This week, I’m writing blog posts based on people’s submissions to my Facebook page right here. My first one is based on online friend Michael Doyle’s suggested title, “How politeness kills even the pretense of justice.” Let’s go …
The Boston Marathon shouldn’t have ended that way. A moment of celebration turned into a maelstrom of yells, lost appendages, and death. The American public, at once reminded that they too are not immune to the casualties of extreme anger and hate, rallied around the people injured in a way it didn’t know how to more than a decade ago during the World Trade Center implosions. Yet, when the dust had only begun settling, many of my friends acknowledged that, during this time of perpetual war, this doesn’t change the habits of those in “danger zones” like New York City, Washington DC, or Boston. If anything, it’s made us more globalists, tuning into the deadly conflicts happening in Afghanistan, Syria, Yemen, The Congo, and Thailand.

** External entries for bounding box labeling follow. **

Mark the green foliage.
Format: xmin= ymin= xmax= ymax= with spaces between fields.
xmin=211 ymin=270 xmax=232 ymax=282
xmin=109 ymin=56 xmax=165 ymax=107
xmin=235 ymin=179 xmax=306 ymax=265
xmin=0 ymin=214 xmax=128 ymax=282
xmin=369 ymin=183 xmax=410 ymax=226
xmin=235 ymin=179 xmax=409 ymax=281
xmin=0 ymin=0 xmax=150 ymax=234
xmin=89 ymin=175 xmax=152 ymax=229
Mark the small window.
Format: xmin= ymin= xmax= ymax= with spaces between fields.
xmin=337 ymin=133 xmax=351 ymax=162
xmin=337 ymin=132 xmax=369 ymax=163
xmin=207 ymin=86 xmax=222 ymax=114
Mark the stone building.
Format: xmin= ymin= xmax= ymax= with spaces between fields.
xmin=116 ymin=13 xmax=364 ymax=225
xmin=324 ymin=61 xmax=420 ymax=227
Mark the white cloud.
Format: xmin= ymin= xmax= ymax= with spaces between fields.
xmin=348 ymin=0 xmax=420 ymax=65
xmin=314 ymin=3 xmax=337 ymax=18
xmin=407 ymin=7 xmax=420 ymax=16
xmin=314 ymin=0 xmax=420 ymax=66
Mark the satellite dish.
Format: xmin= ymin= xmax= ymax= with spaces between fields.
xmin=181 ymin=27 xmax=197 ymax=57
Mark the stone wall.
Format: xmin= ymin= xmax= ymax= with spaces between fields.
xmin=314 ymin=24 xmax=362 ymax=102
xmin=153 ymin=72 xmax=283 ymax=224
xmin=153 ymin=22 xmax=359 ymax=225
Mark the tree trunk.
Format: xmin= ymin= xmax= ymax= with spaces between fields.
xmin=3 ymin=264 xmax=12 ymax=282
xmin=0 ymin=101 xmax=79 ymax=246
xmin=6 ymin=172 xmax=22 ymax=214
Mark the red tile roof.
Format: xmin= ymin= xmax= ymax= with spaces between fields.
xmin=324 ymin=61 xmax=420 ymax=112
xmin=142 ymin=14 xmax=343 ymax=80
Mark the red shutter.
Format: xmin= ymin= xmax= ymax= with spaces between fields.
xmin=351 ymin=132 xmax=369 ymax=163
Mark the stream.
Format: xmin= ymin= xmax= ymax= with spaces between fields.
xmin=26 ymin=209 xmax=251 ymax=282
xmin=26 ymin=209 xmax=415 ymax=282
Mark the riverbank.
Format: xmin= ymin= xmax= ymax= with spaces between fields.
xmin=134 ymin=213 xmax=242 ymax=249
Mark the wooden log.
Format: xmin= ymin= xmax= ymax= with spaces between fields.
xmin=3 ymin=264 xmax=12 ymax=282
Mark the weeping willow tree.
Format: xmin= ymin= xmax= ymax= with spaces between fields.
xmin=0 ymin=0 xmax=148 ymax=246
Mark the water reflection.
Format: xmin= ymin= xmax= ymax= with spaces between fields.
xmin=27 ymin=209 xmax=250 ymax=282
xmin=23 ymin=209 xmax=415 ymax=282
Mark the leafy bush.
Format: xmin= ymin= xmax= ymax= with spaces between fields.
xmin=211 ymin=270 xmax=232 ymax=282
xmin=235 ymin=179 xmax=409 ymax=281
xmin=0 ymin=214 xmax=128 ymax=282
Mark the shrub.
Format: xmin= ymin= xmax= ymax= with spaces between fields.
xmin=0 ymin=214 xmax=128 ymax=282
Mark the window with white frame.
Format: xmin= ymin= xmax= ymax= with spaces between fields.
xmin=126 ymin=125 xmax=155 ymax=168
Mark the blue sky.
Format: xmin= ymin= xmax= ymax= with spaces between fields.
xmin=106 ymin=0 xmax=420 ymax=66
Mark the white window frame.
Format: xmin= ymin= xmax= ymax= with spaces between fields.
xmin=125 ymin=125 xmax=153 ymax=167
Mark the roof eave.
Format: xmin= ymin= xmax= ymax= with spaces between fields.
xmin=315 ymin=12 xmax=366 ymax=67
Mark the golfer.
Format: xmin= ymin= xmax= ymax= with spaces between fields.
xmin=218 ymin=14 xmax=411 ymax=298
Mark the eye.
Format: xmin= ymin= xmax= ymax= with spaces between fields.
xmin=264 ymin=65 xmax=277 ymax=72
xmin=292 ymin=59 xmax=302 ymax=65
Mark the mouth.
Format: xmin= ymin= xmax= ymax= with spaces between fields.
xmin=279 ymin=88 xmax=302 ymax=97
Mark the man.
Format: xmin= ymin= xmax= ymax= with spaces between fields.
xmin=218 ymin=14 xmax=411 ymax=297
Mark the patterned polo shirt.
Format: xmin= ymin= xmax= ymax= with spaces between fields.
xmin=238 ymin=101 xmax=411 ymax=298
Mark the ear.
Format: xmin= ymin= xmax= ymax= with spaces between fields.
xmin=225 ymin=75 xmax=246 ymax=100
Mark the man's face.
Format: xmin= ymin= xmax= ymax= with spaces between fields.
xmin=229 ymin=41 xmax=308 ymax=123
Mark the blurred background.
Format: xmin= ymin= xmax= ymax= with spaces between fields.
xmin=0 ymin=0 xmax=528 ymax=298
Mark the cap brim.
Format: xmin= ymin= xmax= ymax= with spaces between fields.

Yet, in the interest of being polite, I’m not sure if the general American public wanted to hear about war-torn countries, pre- or post-Boston Marathon 2013.
This won’t be my “chickens coming home to roost” moment; rather, I wonder if we can take more proactive steps towards actual peace. Politeness insists that we keep our mouth shut, nursing feelings, and letting time elapse until the next major event. Justice, however, demands that we learn how to heal those wounds, and prevent those from happening. It also means, to the chagrin of warmongers everywhere, we approach others with love for one another.
Justice takes serious reflection, a deep soul-searching, and a hard look at the image we project when it comes to the word “peace.”
Politeness can even hurt us in our personal relationships, too. These days, people love ranting on social media, jumping on high horses, and hoping to get as many likes, retweets, and memes as possible, never truly resolving the original matter, but trying to show a tough exterior in the name of “honesty.” They love claiming independence, judge others readily, and act like the “enemies” they seek to vanquish.
Honesty becomes so diluted that integrity falls by the wayside. Real honesty, and justice, asks us to speak to the truth to heal, not to disband, to build, not to distort histories, to change understandings, not cement positions. Real honesty is hard.
What does it mean to speak truth to power in times like these?